A week ahead of its fourth-quarter earnings announcement, Foot Locker Inc.’s board of directors approved a $297 million capital expenditure program for 2016. That’s a significant increase from the company’s 2015 spending total, of roughly $225 million.
In a statement, the firm said it plans to use those additional funds to support a number of new growth initiatives, including the ongoing remodel of stores across its multiple retail banners, including Foot Locker, Champs and Footaction.
It also plans to roll out additional shop-in-shop spaces in partnership with key vendors, and continue to expand its kids’ and European businesses. Another priority is fueling technological improvements in its logistics and digital operations.

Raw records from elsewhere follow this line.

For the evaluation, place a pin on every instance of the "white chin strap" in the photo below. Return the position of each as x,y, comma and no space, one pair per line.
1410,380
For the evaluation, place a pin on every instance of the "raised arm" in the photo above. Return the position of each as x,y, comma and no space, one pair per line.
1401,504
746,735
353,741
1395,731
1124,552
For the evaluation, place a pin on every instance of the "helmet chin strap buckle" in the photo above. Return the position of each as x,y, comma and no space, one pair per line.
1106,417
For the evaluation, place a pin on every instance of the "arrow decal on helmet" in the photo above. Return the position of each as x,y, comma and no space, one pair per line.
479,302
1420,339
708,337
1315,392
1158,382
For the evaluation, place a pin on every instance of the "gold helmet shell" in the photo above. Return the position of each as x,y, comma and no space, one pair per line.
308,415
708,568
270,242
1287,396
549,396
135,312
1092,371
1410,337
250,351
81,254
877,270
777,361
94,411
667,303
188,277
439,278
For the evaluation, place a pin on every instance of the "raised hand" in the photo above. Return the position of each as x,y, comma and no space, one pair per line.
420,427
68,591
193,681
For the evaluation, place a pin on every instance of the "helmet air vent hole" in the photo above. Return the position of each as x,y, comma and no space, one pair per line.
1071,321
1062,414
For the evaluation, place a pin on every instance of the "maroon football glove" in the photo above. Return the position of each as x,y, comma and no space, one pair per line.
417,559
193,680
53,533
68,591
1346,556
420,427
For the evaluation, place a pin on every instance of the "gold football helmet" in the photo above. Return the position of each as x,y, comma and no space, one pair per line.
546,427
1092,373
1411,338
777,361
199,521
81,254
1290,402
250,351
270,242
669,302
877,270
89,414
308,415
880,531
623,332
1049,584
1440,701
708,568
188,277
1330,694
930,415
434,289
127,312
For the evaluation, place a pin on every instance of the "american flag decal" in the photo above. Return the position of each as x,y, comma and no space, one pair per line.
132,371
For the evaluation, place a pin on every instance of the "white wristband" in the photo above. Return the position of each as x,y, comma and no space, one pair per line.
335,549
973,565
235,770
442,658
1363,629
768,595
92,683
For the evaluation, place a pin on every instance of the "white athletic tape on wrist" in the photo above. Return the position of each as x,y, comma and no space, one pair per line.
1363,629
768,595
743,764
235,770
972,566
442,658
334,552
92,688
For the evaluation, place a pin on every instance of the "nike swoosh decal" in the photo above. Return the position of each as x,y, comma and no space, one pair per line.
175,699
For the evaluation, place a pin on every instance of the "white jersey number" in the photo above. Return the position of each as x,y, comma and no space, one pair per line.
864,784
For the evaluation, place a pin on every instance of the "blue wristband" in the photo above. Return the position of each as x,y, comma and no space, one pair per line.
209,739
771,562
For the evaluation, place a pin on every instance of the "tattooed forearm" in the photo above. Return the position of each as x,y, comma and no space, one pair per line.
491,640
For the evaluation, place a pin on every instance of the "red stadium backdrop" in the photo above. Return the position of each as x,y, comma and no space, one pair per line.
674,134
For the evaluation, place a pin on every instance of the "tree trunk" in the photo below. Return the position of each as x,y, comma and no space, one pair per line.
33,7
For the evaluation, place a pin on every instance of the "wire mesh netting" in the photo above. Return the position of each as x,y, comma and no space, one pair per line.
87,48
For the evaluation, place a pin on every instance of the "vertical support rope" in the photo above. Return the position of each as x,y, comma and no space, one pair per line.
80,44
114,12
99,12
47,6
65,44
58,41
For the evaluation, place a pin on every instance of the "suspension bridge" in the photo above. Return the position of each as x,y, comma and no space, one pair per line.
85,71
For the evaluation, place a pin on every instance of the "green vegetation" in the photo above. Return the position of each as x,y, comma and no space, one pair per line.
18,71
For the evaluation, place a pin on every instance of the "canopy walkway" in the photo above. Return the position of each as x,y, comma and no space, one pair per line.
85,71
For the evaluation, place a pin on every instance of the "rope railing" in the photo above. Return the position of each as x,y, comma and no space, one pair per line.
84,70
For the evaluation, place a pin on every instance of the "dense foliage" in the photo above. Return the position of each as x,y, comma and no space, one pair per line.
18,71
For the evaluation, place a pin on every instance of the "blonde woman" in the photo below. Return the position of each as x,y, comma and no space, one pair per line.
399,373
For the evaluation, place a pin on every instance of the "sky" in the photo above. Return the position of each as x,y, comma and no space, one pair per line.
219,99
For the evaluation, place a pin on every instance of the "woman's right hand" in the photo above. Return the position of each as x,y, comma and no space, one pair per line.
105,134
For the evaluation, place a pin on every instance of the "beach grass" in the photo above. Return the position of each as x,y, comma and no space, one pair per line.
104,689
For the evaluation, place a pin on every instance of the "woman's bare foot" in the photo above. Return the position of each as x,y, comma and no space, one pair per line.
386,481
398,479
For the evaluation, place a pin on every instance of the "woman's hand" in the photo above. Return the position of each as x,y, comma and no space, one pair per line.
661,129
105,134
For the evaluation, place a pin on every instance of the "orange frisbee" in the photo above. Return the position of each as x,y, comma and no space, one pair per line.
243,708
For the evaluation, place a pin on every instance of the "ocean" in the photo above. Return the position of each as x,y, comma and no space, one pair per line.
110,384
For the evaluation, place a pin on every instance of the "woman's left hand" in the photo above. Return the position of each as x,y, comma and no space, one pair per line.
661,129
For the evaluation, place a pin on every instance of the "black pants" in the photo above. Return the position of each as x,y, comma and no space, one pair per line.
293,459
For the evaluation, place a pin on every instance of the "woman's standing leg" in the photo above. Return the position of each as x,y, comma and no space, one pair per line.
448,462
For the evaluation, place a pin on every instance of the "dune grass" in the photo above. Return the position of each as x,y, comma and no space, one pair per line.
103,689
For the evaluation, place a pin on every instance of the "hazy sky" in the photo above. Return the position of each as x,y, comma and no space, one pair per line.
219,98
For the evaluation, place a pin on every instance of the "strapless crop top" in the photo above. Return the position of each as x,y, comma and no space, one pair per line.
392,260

“The investments we have made in the business continue to be highly productive and strongly position us as leaders in the athletic retail industry,” said Foot Locker President and CEO Richard Johnson in the statement. “In 2016, we will continue to invest in our strategic growth pillars while also seeking to lead in generating total shareholder returns.”
Foot Locker, which was selected by FN as the 2015 Company of the Year, has been a bright spot in an otherwise-lackluster retail environment, with a steady string of robust numbers. For its most recent Q3, the firm recorded an 8.7 percent increase in comparable-store sales and surpassed analysts’ expectations for earnings per share.
As part of its 2016 capital allocation plan, the board of directors voted to reward investors with a 10 percent increase in its quarterly cash dividend, payable on April 29, 2016 to shareholders of record on April 15, 2016.